"It's been a wonderful experience," Larkin said. "It's been an exciting journey so far. The future of where this organization, where this country, can go from a baseball perspective is really exciting."
Larkin is trying to help grow the sport in Brazil, and the job doesn't stop just because the team's participation in the Classic has ended.
"There are plenty of plans in the works to continue what has been started," Larkin said. "There are certainly many people who are interested in helping to support programs to get more athletes involved in the game of baseball in Brazil. So the future is incredibly bright."
Larkin brought star power to the Brazil dugout, which helped raise the profile of the game in the South American country.
Larkin was a 12-time All-Star shortstop for the Cincinnati Reds, finishing his career with a .295/.371/.444 line, 198 home runs, 960 RBIs and 379 stolen bases. He won a silver medal with the U.S. during the 1984 Summer Olympics, and a World Series title in 1990.
Larkin, who was also the 1995 NL MVP, was inducted into the Baseball Hall of Fame in 2012.
Larkin is among the most respected figures in the game and is using his status and experience to help bring baseball to Brazil.
If anyone understands the challenge Larkin faces in building a culture of baseball from the ground up, it's John McLaren, who is taking on the same task as China's manager.
"He's done a great job over there," McLaren said. "They're like us with trying to generate interest in baseball where they don't play baseball. They had a very impressive club, good athletes, and we'll hear from them again."
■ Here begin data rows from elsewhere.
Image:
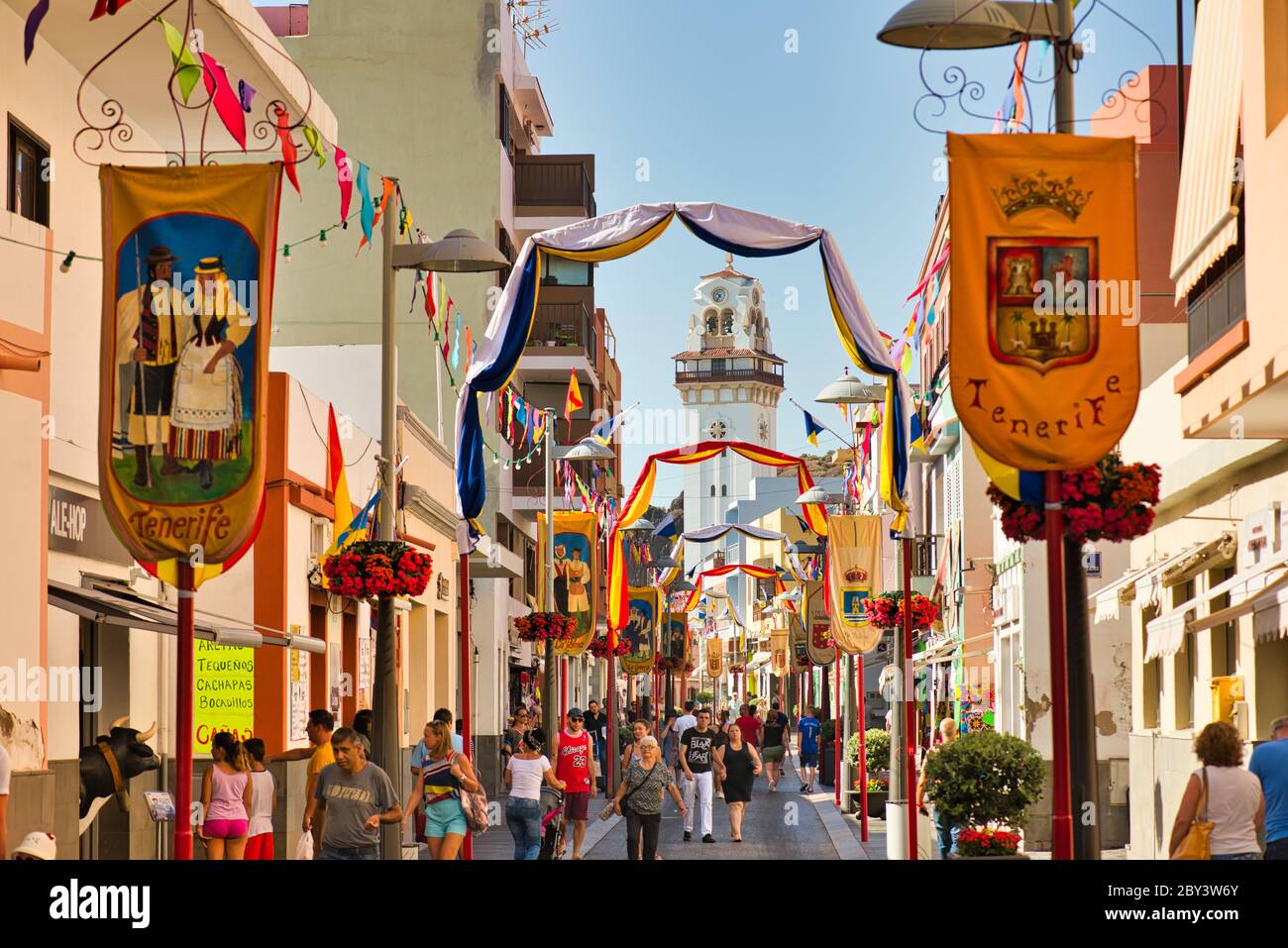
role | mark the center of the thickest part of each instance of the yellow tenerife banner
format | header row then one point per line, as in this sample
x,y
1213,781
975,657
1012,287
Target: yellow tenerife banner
x,y
1046,357
188,257
576,574
853,578
640,630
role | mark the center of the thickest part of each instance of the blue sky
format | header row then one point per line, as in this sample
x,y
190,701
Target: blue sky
x,y
706,91
824,136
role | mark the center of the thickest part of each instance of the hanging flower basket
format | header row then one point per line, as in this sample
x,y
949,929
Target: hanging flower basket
x,y
887,610
545,626
1107,501
599,647
377,569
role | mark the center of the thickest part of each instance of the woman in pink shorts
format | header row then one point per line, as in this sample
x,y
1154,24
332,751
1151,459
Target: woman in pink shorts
x,y
226,792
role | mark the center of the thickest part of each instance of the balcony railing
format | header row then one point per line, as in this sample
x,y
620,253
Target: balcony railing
x,y
563,326
1222,307
553,181
730,375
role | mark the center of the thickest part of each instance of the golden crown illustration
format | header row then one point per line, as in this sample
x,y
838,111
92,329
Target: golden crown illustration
x,y
1020,194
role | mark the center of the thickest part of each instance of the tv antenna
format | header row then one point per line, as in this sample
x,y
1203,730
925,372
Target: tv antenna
x,y
531,21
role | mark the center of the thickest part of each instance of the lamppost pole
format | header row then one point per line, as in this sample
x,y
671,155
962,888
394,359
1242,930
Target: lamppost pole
x,y
384,698
550,686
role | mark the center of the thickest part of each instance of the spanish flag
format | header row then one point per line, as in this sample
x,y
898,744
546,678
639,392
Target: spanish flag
x,y
342,531
574,401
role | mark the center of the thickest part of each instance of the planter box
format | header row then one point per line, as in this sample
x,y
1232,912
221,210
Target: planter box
x,y
988,858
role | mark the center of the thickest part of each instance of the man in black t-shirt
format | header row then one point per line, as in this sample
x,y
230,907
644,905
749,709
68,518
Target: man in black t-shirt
x,y
697,750
596,724
776,736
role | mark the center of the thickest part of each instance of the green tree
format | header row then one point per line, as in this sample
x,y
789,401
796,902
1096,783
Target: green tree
x,y
984,779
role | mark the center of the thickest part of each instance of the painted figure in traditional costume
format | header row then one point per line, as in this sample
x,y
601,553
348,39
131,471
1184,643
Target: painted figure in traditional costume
x,y
579,601
206,421
562,579
149,322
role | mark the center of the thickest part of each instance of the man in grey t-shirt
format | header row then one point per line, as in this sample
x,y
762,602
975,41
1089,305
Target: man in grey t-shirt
x,y
355,797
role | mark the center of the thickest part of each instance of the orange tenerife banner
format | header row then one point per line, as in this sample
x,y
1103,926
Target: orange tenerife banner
x,y
640,630
576,574
635,505
756,572
189,257
853,578
1046,356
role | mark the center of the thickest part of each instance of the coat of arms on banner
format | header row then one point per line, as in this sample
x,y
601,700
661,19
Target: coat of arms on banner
x,y
1039,314
854,596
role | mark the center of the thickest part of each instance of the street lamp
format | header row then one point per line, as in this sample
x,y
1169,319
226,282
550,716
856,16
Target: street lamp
x,y
850,390
460,252
966,25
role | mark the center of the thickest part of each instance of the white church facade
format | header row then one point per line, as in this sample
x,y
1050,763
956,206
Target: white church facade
x,y
729,378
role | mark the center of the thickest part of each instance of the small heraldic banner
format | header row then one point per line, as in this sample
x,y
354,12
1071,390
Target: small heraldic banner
x,y
640,630
576,574
853,579
187,296
1046,303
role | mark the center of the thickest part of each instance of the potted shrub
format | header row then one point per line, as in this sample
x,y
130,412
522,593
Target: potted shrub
x,y
984,784
877,747
827,753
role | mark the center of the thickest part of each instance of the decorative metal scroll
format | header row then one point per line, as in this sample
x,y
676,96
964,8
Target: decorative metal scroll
x,y
112,130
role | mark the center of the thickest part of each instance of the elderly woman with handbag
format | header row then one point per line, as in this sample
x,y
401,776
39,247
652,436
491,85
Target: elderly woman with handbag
x,y
1223,809
640,794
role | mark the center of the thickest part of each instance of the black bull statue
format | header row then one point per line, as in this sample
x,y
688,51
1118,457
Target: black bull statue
x,y
108,764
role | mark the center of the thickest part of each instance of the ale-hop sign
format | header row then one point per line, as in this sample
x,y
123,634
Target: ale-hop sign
x,y
1046,303
187,298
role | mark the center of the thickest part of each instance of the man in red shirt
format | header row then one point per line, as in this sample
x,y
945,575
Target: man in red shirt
x,y
575,751
750,725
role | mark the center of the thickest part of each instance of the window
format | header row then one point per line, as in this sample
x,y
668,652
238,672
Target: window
x,y
1184,666
1151,683
559,272
1225,649
503,117
506,248
29,174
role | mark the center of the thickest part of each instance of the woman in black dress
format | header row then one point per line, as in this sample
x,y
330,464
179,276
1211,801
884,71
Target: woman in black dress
x,y
739,766
721,740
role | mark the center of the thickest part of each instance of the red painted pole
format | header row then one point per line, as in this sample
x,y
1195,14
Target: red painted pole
x,y
1061,814
836,740
910,708
468,845
863,758
183,717
563,690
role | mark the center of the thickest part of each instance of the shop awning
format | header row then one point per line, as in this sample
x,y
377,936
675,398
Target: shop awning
x,y
1252,590
129,609
1206,215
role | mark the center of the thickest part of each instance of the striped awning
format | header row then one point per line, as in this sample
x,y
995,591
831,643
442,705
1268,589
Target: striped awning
x,y
1206,217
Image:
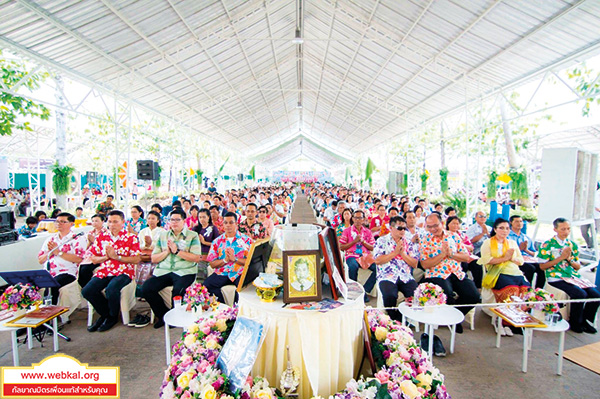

Like Larkin, McLaren is using the Classic as a way to spread the word about the sport to the people of China.
"One thing I've encouraged is for our players to go back home and talk about the experience they've had here," McLaren said. "How they enjoyed it, and to tell their friends how they enjoyed Japan. Just try and get everybody interested."
Larkin and McLaren face many challenges in their mission, with perhaps the biggest being finding a way to lure top athletes from nations with rich histories in other sports, but little to no baseball tradition, onto the diamond.
"There's not access to great athletes that we know exist in the country," Larkin said. "So it's a matter of being accepted in the communities."
Because Brazil didn't win a game during the Classic, the team will have to go through the qualifying process in order to compete in 2017. Larkin, while disappointed, said he was happy with the way his team fought and competed during the Classic.
"Overall, I think the experience was a very positive experience, and certainly something that we can learn from," Larkin said. "There are certainly some pieces that we are missing, certainly some areas that need to be addressed. The thing I feel good about, is that the infrastructure exists in Brazil to support more people participating. I truly believe the next time there's an opportunity -- it'll be in a qualifier because we didn't win a game here -- that we'll have a much stronger team."
Larkin also hopes Brazil's performance in the Classic has drawn new fans to the sport. In one of his final news conferences he was asked if those fans would like to see him in the team's lineup, which put a smile on the Hall of Famer's face.
"We want to keep those fans," he joked. "So it's better that they don't see me go hit right now."